Persistent sessions using FileStore: Split session files to sub-directories? Persistent sessions using FileStore: Split session files to sub-directories? unix unix

Persistent sessions using FileStore: Split session files to sub-directories?


The problem is not necessarily that a file system can't handle millions of files. They can.

The problem is that few of the tools typically available to manipulate the files do not scale well to millions of files.

Consider both ls and rm.

By default ls sorts its filenames. If you do a simple ls on a huge directory, it basically becomes unresponsive while scanning and sorting all of those millions of files. You can run ls and tell it not to sort, it works, but it's still slow.

rm suffers simply from the problem of filename expansion. Modern shells have very high base resource availability, but you don't want to run shell expansion (e.g. "123*") on millions of files. You need to jump through working with things like find and xargs, but it's actually even better to write custom code.

And heaven forbid you accidentally hit TAB in an autocompleting shell while in a directory with millions of entries.

The database does not suffer these issues. A table scan of millions of records is routine for the database. Operations on millions of anything takes time, but the DB is much better suited for it, especially small things like session entries (assuming your sessions are, indeed, small -- most tend to be).

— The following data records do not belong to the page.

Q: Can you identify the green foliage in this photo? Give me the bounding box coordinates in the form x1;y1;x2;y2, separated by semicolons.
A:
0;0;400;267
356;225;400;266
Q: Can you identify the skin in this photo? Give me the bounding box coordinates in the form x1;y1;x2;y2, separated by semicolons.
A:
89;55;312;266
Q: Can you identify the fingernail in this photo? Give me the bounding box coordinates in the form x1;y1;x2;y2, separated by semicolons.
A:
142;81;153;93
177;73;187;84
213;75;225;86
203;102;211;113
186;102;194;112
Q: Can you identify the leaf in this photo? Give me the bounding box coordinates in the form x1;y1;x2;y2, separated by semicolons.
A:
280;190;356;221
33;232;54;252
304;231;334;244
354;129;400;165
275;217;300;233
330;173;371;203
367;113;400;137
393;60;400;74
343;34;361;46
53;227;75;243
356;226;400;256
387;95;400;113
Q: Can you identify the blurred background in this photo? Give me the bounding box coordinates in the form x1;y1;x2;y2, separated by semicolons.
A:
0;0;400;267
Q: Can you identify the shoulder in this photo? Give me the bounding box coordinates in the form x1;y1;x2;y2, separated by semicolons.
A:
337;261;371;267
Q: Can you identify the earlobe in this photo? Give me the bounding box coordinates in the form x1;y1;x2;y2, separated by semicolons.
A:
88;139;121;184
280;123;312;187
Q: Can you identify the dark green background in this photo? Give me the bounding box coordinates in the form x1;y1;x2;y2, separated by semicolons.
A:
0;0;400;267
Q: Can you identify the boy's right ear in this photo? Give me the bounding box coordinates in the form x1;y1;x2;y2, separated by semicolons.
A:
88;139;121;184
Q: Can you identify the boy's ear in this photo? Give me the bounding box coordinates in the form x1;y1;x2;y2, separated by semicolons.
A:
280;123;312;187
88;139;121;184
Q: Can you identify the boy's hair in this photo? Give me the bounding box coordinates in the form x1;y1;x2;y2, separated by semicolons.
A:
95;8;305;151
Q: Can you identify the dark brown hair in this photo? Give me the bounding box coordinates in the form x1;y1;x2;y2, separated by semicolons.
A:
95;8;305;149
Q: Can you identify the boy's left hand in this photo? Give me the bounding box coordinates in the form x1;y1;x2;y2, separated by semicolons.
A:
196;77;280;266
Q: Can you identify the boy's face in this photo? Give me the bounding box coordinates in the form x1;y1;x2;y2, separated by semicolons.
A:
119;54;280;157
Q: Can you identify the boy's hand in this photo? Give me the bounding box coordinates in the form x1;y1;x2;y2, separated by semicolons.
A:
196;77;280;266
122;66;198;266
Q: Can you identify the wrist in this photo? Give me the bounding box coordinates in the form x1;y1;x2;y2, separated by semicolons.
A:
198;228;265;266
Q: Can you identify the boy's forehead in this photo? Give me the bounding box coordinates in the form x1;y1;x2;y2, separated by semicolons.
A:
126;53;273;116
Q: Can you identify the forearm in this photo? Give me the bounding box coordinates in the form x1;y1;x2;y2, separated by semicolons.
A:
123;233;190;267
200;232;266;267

The JDBCStore deftly routes around the file system problems and puts the load on a data store more adept to handling these kinds of volumes. File systems are key can make good, ad hoc "key-value" stores, but most of our actual work with file systems tend to be scanning of values. And those tools don't work very well with large volumes.

Addenda after looking at the code.

It's easy to see why a large file store will crush the server.

Simply, with the FileStore, every time it wants to try and expire sessions, it reads in the entirety of the directory.

So, best case, imaging reading in a 50M file directory once per minute. This is not practical.

Not only does it read the entire directory, it then proceeds to read every single file within the directory to see if it's expired. This is also not practical. 50M files, utilizing a simple, say, 1024 byte buffer to just read the header of the file, that's 50G of data processing...every minute.

And that's on the optimistic assumption that it only checks once per minute, and not more often.

In contrast, within the JDBCStore, the expiration time is a first class element of the model, so it simply returns all rows with a date less than the expiration time. With an index on that field, that query is essentially instantaneous. Even better, when the logic goes to check if the session has, indeed, expired, it's only checking those that meet the base criteria of the date, instead of every single session.

This is what's killing your system.

Now.

Could a FileStore be made to work better? I don't think so. There's no easy way to match wildcards (that I know of) IN the file system. Rather, all of that matching and such is done against a simple "table scan" of the files. So, even though you'd think it would be easy to simply, say, append the expiration time to the end of file name, you can't find that file (i.e. "Find file with filename that starts with "SESSIONID") without scanning all of them.

If the session meta data were all stored in RAM, then you can index it however you want. But you're in for an ugly start up time when the container starts as it reloads all of the lingering sessions.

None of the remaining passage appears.